# wet spot on ceiling in kitchen



## niqueandtravon (Dec 9, 2010)

I have a little wet spot on the ceiling in the kitchen, it is right underneath the upstairs bathroom. We don't use that bathroom, and we only run the upstairs heater at night. Could it be a plumbing issue?


----------



## JoeD (Dec 9, 2010)

Yes. Water has to come from somewhere. Plumbing or roof leak is most common causes.


----------



## oldognewtrick (Dec 9, 2010)

JoeD said:


> Yes. Water has to come from somewhere. Plumbing or roof leak is most common causes.



Joe's spot on. It has to come from somewhere. Most likely source is the plumbing vent that extends through the roof. They are usually a plastic/rubber flashing and will crack over time. Did you notice this after a rain? If so, caulk around the area where the rubber gasket seals to the vent pipe with a rubber based caulk. DO NOT USE SILICONE CAULK FOR THIS.

If this isn't the source of the leak look for water around plumbing fixtures supply lines, toilets, sinks, tub, any place that has a water source available may be the leak source.

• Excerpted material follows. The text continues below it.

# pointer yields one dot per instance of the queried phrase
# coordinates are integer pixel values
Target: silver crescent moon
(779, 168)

Try this as a start to find the problem.


----------



## joecaption (Jan 12, 2011)

The first place I would look is where the vent goes through the roof. The rubber seals fail all the time. Never use caulking because it's just going to fail again. Replace the whole boot or better yet if you can find some place that sells them they make a super simple rubber rain cap that just slids over the pipe and reseals it. There about $3.00. But first you need to check what size it is. They come in 4 differant sizes.
http://www.creativecomposite.com/testimonials.html
A company called Oatly also makes them but there smaller.


----------



## DrHicks (Jan 14, 2011)

oldog/newtrick said:


> Joe's spot on. It has to come from somewhere. Most likely source is the plumbing vent that extends through the roof. They are usually a plastic/rubber flashing and will crack over time.



That's exactly what I'm thinking.


----------



## eokhuijzen (Jan 16, 2011)

Yes, it is the plumbing.  If it was the roof you would notice wet spots upstairs in the bathroom.  Follow Joe caption's advice.  If you do not fix this soon it can become a HUGE problem.  When it is fixed, scrape any paint or water spot peelings off the kitchen ceiling, prime with KILLS so the water spot dosent show and repaint that spot of the ceiling if you can match the paint.  Other wise when you go to sell...if you do...this is a huge turn off and can scare buyers that there still may be a problem.


----------



## frozenstar (Jan 20, 2011)

Agree with eokhuijzen... Check your plumbing as well as your roof just to make sure.


----------